FL State App. Court Rules that Lit. Privilege does not Extend to Websites

The Great Seal of the State of FloridaImage via WikipediaAn interesting read:

After the plaintiffs filed suit against the defendants for (among other things) reach of contract, the defendants placed warnings to the public on their website stating that plaintiffs had violated certain trademarks. A memorandum on the defendants’ website stated that the plaintiffs were selling products and labeling them as D’Lites when they actually were not. The defendants’ website stated that “you need to know the product they are passing off as D’Lites Emporium ice cream is in fact a hoax.”
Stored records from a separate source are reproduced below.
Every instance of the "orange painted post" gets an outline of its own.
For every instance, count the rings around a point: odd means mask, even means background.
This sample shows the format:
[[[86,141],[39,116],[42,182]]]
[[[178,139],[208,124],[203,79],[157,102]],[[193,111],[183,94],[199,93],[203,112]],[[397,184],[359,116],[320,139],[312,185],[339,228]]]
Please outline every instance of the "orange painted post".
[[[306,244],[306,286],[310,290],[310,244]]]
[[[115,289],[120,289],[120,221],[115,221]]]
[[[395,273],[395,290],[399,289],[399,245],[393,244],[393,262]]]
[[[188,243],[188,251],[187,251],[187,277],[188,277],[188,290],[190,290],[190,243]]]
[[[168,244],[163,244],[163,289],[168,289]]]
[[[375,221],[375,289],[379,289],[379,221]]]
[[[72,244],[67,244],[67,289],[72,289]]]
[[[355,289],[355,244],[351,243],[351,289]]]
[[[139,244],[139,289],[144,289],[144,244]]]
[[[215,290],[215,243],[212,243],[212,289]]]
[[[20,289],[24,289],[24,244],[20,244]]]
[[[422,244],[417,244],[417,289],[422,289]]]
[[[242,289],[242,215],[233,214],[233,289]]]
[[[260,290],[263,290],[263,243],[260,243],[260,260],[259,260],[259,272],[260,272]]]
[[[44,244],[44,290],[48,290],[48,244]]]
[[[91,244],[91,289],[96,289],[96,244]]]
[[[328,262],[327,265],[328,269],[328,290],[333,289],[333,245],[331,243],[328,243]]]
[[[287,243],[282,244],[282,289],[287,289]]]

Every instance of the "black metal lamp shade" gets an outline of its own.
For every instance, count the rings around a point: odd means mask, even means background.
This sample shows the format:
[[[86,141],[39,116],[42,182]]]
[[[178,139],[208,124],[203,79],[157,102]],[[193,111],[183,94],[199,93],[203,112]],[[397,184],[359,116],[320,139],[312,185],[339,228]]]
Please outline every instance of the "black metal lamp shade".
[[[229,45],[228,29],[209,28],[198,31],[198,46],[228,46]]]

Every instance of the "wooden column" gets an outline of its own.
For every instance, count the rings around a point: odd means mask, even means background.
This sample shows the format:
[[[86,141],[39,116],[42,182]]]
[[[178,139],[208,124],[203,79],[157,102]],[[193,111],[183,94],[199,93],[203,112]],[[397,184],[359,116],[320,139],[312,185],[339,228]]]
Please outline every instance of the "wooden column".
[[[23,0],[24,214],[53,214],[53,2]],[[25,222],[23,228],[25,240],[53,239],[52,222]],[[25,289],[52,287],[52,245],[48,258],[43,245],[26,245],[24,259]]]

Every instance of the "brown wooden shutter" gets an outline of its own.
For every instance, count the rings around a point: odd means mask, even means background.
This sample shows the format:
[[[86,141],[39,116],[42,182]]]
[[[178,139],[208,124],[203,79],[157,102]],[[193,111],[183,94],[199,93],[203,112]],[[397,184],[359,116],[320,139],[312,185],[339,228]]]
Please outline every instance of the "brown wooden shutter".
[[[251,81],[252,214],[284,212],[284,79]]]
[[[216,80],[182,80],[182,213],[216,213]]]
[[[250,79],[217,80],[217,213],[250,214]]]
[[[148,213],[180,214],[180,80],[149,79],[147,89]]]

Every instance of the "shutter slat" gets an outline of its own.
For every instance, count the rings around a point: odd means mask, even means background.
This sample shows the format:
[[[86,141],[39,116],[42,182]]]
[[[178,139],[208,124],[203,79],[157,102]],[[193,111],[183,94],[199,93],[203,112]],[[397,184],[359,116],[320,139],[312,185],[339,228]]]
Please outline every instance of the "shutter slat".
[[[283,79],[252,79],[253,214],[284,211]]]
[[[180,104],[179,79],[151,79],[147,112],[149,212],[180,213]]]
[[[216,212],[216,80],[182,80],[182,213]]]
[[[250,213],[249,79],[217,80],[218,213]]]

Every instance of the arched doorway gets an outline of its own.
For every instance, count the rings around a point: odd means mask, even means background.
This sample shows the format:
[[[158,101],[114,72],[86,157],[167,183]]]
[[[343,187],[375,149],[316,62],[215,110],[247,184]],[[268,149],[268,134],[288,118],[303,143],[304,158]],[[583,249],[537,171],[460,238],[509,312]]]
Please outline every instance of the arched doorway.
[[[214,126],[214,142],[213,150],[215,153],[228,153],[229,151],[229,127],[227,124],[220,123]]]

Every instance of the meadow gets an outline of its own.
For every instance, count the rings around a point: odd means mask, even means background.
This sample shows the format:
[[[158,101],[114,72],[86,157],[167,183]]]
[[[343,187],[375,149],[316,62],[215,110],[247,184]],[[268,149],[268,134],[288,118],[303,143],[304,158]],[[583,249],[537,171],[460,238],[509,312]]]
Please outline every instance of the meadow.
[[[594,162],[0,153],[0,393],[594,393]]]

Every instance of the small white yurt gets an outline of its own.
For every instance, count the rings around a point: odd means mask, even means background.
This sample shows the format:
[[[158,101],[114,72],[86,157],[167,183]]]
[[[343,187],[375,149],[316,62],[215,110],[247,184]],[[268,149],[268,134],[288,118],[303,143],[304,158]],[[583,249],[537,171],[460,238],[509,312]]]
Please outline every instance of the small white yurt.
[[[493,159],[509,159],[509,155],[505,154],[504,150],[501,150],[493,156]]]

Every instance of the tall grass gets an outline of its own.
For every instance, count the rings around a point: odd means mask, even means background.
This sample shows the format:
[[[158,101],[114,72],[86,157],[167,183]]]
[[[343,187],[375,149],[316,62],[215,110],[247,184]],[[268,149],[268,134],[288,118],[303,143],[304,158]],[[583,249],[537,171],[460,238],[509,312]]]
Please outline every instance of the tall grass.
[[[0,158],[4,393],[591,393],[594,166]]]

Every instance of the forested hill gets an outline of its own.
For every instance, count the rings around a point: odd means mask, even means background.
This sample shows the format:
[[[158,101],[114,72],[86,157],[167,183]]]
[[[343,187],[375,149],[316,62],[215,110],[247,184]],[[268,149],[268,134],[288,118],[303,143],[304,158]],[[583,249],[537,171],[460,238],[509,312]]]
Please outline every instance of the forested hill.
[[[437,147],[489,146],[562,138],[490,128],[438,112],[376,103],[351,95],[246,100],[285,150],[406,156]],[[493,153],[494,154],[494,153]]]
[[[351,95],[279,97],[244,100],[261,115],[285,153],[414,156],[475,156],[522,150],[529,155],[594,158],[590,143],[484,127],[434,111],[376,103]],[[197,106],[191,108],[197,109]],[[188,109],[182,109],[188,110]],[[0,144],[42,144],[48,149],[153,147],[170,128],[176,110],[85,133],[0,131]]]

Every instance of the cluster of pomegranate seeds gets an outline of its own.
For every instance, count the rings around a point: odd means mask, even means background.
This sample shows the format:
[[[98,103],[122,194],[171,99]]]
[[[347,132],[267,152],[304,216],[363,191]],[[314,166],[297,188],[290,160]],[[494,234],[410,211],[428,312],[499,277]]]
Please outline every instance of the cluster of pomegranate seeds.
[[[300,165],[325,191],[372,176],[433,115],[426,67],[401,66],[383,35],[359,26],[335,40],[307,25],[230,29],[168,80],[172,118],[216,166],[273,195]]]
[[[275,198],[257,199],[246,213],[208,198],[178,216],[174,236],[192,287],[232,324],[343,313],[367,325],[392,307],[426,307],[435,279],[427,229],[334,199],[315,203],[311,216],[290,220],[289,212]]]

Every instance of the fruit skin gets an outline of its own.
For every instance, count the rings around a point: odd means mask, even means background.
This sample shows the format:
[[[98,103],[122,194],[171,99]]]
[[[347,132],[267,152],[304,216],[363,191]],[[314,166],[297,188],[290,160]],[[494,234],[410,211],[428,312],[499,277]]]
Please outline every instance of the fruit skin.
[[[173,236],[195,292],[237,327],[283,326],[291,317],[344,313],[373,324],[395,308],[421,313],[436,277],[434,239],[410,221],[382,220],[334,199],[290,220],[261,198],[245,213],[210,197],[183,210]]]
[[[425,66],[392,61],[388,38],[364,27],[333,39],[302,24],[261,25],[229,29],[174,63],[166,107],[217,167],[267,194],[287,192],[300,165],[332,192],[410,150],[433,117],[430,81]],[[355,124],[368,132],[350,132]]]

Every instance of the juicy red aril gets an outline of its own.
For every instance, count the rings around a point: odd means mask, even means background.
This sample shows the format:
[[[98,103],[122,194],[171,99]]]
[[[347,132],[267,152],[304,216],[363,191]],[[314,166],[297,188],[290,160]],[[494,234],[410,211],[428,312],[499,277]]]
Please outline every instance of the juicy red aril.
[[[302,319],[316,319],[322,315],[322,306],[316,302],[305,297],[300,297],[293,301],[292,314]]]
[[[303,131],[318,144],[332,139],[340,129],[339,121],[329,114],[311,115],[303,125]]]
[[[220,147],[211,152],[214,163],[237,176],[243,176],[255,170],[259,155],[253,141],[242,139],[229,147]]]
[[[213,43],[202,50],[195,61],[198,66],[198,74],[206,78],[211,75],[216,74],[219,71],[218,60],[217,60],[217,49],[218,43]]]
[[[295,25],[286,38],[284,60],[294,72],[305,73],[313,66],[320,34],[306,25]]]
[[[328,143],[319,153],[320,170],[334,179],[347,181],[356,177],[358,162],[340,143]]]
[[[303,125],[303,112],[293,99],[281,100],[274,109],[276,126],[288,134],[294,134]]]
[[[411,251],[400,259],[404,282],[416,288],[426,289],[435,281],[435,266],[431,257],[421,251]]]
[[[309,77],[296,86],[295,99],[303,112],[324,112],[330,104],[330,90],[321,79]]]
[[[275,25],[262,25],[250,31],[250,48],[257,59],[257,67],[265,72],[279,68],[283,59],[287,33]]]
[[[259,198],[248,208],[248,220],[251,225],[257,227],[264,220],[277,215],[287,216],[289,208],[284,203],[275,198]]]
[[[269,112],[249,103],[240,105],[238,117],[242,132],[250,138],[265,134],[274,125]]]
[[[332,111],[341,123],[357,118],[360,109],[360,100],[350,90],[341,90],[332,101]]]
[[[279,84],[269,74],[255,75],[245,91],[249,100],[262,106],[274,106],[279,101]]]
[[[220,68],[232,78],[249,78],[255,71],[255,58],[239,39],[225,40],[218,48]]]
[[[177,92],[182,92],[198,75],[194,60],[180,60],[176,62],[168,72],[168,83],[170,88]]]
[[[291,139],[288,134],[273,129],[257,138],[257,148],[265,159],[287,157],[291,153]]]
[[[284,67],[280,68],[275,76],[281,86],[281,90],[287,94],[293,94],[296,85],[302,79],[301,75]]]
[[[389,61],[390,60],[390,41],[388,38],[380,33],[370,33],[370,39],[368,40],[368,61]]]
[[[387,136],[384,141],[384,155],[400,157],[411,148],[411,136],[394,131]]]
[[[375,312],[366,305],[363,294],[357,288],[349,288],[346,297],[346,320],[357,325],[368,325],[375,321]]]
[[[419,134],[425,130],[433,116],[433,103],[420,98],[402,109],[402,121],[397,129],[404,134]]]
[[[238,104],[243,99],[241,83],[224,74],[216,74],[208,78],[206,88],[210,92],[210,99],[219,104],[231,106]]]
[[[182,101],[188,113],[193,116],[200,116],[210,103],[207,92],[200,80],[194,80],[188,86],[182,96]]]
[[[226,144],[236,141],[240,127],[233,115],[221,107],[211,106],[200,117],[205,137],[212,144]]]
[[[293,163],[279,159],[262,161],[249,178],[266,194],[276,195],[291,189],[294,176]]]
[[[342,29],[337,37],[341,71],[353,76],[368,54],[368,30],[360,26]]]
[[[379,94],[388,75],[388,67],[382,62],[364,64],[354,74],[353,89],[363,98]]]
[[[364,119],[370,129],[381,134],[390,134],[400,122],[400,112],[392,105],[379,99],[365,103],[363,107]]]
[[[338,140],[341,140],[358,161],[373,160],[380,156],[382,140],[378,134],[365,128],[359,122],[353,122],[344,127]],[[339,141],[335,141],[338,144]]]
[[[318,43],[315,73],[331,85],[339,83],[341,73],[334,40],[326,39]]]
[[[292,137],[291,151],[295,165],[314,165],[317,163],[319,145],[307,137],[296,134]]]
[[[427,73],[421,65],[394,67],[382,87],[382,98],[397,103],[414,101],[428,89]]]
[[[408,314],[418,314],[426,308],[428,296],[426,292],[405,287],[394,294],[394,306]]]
The Plaintiffs then amended the complaint claiming defamation. Disagreeing that a litigation privilege existed regarding the publication, the Court stated:

"We analogize the publication of statements on the internet to calling a press conference with the media or otherwise publishing defamatory information to the newspapers or other media. Other courts have
considered the issue of whether statements to a newspaper or other media are made in connection with a judicial proceeding. In Buckley v. Fitzsimmons, 509 U.S. 259 (1993), the Supreme Court held that a
prosecutor was not entitled to absolute judicial immunity for making defamatory statements at a press conference regarding a criminal prosecution, because comments to the press do not have any functional
tie to a judicial proceeding."

The Court went on to note:

The website publication in this case was not made in  connection with the judicial proceeding. It was not made in the proceedings itself, nor was it made to a participant connected to the proceeding such as a witness. Like statements to the newspapers or press conferences, these statements have n o part in the judicial
proceedings. Instead, they were made to the world at large through the website and accused the plaintiffs of fraud and perpetrating a hoax on the public. These statements were not “necessarily preliminary” to
judicial proceedings, because unlike either Ange or Stewart the statements were not steps in the judicial process."